Своей любовью к жизненной реальности, своим полнокровием Левицкий может сравниться разве что с Державиным. Оба воспевали триумф «индивидуальности», т. е. «первой личности», в толковании, нашедшем полное свое выражение в редакции Бальтасара Грасиана. (Зря ли русская культура, не освоившая еще ни Сервантеса, ни Лопе де Вега, охотно знакомит своего читателя с грасиановскими произведениями?[110]
) Оба трактовали «индивидуальность» как совершенно реализованную норму, как полно выявленную интенцию, как счастливо состоявшуюся возможность, как принципиально достигаемый идеал, как ненаглядную особь вожделенной «златой средины», как (процитируем, наконец, Грассиана) «Человека-Удачное-Завершение». Оба уверенно характеризовали оную возлюбленную «предличность», щедро беря локальные краски кистью с почти безвалерной палитры и уверенно ставя точку, восклицательный или вопросительный знак в конце каждой строфы. Оба терялись в тех случаях, когда их герой — вне «нормы» и вне «правил», и старательно лили в старые меха молодое вино, создавая «Портрет Ф. П. Макеровского в маскарадном костюме» (1789. ГТГ) с мрачным пейзажным фоном за спиной мальчика, одетого в странный театрализованный наряд и с немотивированной грустью смотрящего на зрителя, или косноязычно выписывая «Задумчивость» и пытаясь передать свою беспричинную хандру: «Задумчиво, один, широкими шагами, // Хожу и меряю пустых пространства мест; // Очами мрачными смотрю перед ногами, // Не зрится ль на песке где человечий след. // Увы! Я помощи себе между людями // Не вижу, не ищу, как лишь оставить свет; // Веселье коль прошло, грусть обладает нами. // Зол внутренних печать на взорах всякий чтет».Вовсе иным занят современник Левицкого, Ф. С. Рокотов (1735/6–1808), после почти полувекового перерыва подхватывающий матвеевскую эстафету и развивающий «платоническую» линию в русской живописи, сообщающий ей совершенно иное лицо, дарящий второе крыло или, если угодно, с поклоном модным специалистам по функциональной асимметрии мозга, второе полушарие мозга, дополняя искусство «правополушарного» сангвиника Левицкого творчеством «левополушарного» аутизма… Левицкий и Рокотов словно родились антиподами, единственное сходство которых заключено в том, что они — современники, и лучший период их творчества ограничен 1760–1780-ми годами.
Урожденный крепостной человек князей Репниных, получив вольную, закончив Академию, куда был принят по протекциям М. В. Ломоносова и И. И. Шувалова, усвоив отчасти стилистику опытов Ротари и Токке, Рокотов успешно начал карьеру, свидетельством чему — «Портрет Г. Г. Орлова» (1762–1763. ГТГ), с рокайльной грацией рыцарских каруселей толкующий «заслугу» и «случай» портретируемого.
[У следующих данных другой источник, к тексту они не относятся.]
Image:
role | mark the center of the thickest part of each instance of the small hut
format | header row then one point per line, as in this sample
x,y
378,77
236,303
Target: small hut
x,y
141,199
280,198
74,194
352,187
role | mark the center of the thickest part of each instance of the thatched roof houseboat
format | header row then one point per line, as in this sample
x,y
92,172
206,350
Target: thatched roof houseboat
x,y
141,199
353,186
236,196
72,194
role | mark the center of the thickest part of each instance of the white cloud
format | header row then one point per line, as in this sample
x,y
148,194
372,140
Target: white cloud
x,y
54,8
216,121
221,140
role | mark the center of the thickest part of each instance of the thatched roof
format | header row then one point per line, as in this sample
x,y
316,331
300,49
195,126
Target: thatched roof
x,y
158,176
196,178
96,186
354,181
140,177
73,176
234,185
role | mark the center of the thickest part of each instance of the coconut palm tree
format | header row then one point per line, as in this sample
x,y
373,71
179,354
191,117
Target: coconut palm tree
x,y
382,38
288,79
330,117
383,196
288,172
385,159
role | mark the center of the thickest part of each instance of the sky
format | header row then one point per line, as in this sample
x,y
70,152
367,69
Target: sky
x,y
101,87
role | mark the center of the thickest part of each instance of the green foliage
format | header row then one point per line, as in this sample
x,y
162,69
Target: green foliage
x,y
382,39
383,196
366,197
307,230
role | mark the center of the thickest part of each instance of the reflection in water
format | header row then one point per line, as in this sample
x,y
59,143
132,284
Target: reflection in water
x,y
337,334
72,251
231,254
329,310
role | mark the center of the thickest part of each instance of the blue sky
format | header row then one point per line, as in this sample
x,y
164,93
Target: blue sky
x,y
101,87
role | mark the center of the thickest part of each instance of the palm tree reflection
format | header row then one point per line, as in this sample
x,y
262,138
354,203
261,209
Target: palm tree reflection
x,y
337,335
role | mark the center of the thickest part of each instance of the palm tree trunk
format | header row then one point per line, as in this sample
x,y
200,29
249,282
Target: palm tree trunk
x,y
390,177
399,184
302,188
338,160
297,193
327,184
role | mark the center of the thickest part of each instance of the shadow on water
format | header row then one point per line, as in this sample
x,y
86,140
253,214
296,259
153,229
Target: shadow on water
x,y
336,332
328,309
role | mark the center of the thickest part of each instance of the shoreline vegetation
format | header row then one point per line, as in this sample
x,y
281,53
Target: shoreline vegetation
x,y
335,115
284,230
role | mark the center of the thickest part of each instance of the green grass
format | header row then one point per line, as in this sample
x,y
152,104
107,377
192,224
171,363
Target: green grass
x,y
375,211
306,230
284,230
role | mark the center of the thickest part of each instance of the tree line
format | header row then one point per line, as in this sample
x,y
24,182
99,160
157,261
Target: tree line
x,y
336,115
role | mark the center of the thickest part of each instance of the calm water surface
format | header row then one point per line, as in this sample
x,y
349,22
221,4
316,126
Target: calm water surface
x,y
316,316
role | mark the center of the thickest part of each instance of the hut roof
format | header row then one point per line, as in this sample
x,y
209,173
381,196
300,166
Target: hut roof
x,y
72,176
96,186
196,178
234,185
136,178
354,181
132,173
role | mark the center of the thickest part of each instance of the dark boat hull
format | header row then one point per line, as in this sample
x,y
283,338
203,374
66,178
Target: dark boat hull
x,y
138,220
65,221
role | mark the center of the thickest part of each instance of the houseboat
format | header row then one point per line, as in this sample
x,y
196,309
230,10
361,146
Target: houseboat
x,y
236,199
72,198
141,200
Создав серию подобных изображений и получив звание академика (1765), он покидает Санкт-Петербург и переезжает в Москву. Мы не знаем, что побудило мастера прервать блестящую карьеру[111]
, в которой значились уже портреты Петра III и Екатерины II. Можем лишь догадываться, насколько этот выбор «древлей столицы» был осознанным, и едва позволим себе додумывать непростой характер мастера, который, по словам современника, «за славою стал спесив и важен»; смеем лишь предполагать: не было ли в этом поступке фрондерства?.. Так или иначе, Рокотов выбирает путь свободного, не обремененного государственной службой и официозными заказами художника и поселяется в первопрестольной — городе отставных чудаков, богатых мизантропов, больших и не самых больших оригиналов, нечиновных правдоискателей, невест, вдов, вдовушек и соломенных вдов, модных жен, богостроителей и богоискателей всех сословий, городе, свято блюдущем самость свою и своих обитателей, городе-прибежище с особой архитектурной физиогномикой и специфическими людскими характерами.